Une telle attitude est d'ailleurs encouragée par le Service. L'un des documents obtenus énonce certaines mesures qui devraient être prises pour améliorer la sécurité de l'immeuble. La question du survol des drones y est évoquée, sous le titre «Menace des drones à l'établissement du SCRS». On y énonce également le besoin de limiter la diffusion de l'adresse sur l'internet, et celle de faire stationner les véhicules de visiteurs à l'extérieur de l'enceinte.

«Les grands espaces entourant le QGN offrent un environnement idéal pour ceux qui ont le survol de drones pour passe-temps.» - Extrait d'un document du SCRS

Le service de renseignement recommande donc que ses employés restent vigilants afin que tout incident fasse l'objet d'une «évaluation et soit répertorié de manière appropriée».

Un agent a suivi cette recommandation à la lettre et a même avisé un autre service de renseignement, le Centre de sécurité des télécommunications, de la présence d'un drone près du QGN. L'un de ses collègues a même déclaré en marge de l'un des incidents «qu'on devra peut-être finir par apposer des écriteaux derrière M-50 [au nord du QGN] pour dire que c'est une "zone d'exclusion aérienne"». Ce type d'écriteau existe déjà sur les clôtures du SCRS pour avertir les curieux qu'il est interdit de filmer ou de prendre des photos.

***

CF-18 DE BAGOTVILLE DÉPLOYÉS À CAUSE D'UN DRONE

Les drones sont de plus en plus communs au Canada et leur présence cause certains maux de tête aux gouvernements, qui doivent jongler avec leur utilisation sécuritaire et la protection des infrastructures stratégiques. Le ministre fédéral des Transports, Marc Garneau, a diffusé plusieurs capsules à la veille de Noël sur le site de son ministère afin de sensibiliser la population à certains problèmes liés à ces appareils téléguidés. L'un de ces problèmes est le fait de les faire voler trop près d'avions commerciaux. Cela n'a pas empêché les Forces armées canadiennes d'avoir à déployer deux avions de chasse CF-18 de Bagotville en mai, alors qu'un appareil téléguidé de taille importante s'approchait trop de ces avions dans le ciel de la capitale fédérale.

LES SERVICES SECRETS SUR TWITTER

Par ailleurs, le SCRS est maintenant sur Twitter. Il a lancé son premier gazouillis le 13 juillet, après s'être joint au média social quatre mois plus tôt.

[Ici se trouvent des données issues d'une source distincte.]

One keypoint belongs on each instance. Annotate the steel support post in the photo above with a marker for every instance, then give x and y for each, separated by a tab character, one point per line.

Son directeur, Michel Coulombe, a annoncé dans un communiqué de presse que «l'ouverture du compte Twitter est une des mesures prises pour renforcer le dialogue avec les Canadiens». Lorsque La Presse a demandé à l'organisme quelles autres mesures avaient été prises en ce sens, une porte-parole a répondu que «comme le directeur l'a indiqué, le SCRS tâchera d'exploiter la technologie afin de mieux informer la population canadienne [...]. D'autres informations seront diffusées en temps utile».